Home prices are falling. [shocking]
And prices during the spring market didn’t fall as much as the winter. [informative]
This is all very new and helpful. [sarcasm]
Here’s a recap
NAR’s existing home sales report was released yesterday. Interpretation not to be relied on based on past spin. Headlines don’t match content.
the widely followed Case Shiller Index (bad news version) (good news version) who has not been able to kick start the trading of housing derivatives. Excludes, co-ops, condos, most foreclosures and new development.
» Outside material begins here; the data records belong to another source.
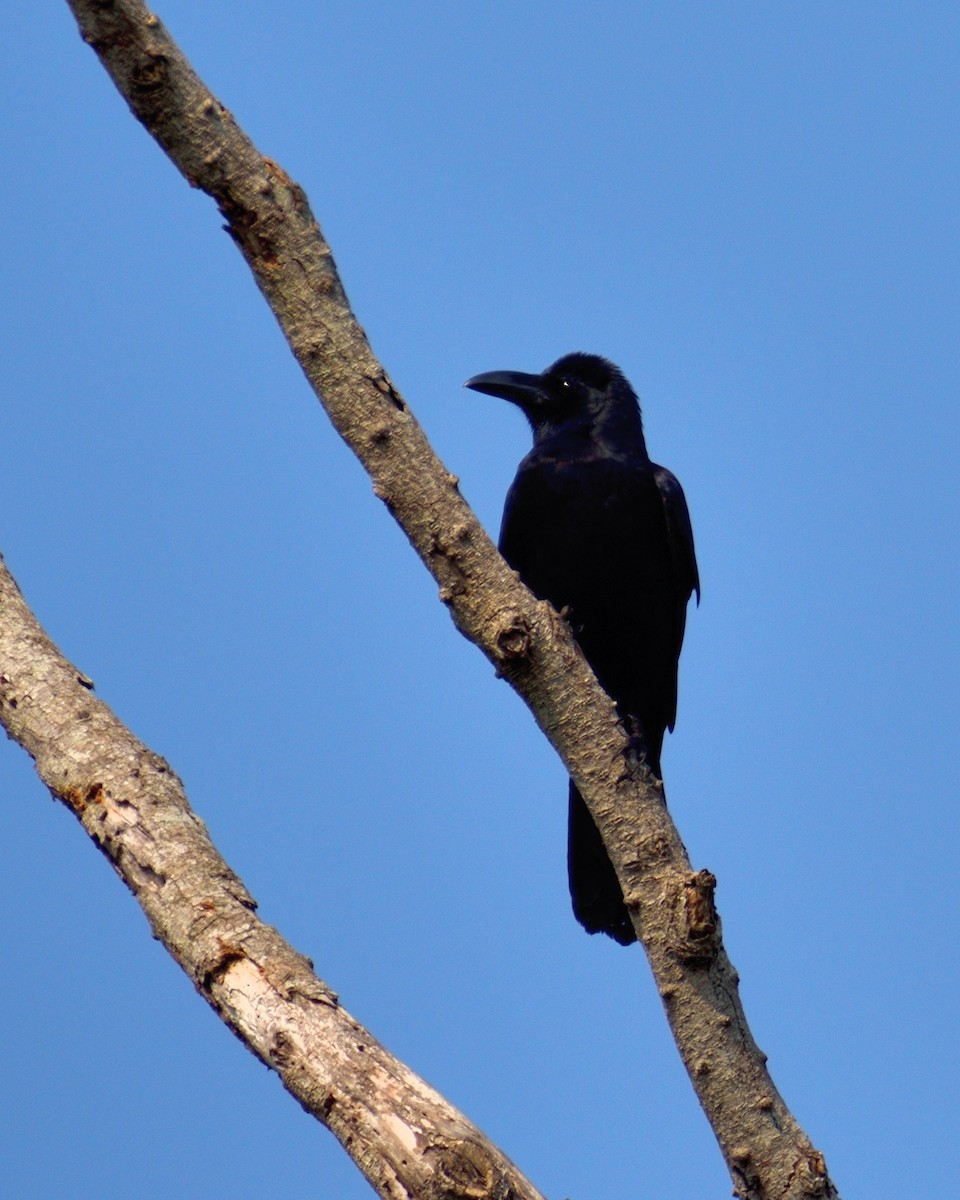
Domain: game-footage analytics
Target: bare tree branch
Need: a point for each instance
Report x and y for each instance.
(672, 907)
(406, 1138)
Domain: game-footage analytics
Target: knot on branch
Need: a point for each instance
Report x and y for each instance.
(697, 927)
(465, 1170)
(513, 640)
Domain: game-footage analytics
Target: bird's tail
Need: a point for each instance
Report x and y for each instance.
(594, 887)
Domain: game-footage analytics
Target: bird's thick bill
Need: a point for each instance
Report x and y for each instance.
(514, 385)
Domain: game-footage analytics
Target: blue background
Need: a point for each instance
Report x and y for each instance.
(753, 209)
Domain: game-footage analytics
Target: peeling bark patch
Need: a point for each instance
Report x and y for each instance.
(78, 799)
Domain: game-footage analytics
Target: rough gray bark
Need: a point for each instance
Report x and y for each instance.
(406, 1138)
(672, 906)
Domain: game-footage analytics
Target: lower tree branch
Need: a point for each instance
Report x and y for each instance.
(402, 1134)
(103, 774)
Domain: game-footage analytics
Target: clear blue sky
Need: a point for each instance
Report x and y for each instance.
(751, 208)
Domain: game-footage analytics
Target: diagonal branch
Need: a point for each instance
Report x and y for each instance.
(406, 1138)
(672, 907)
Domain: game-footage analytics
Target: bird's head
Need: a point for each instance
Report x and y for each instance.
(579, 391)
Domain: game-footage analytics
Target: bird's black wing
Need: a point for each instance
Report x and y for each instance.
(679, 532)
the GSE fueled OFHEO Home Price Index (good news version) (bad news version), issued by the agency that, ironically, was neutered by the GSEs during the housing boom for their mantra of creating “affordable housing.” Excludes new development and condos.
the Commerce Department’s new housing start stats, which has some of the wildest and widest margin of error ever thought possible. This does not factor in cancellations, which in some markets have been as high as 100%.
Here’s a thought. Mortgages are more expensive and less accessible than two years ago. Until that changes, I wouldn’t expect real, measured improvement. Improvement will come eventually. Let’s deal with the situation at hand rather than all the focus of calling the turnaround correctly.
What especially drives me crazy has been the viewpoint that things are getting better based on rising activity and/or prices in the spring in certain markets. It’s called “seasonality.”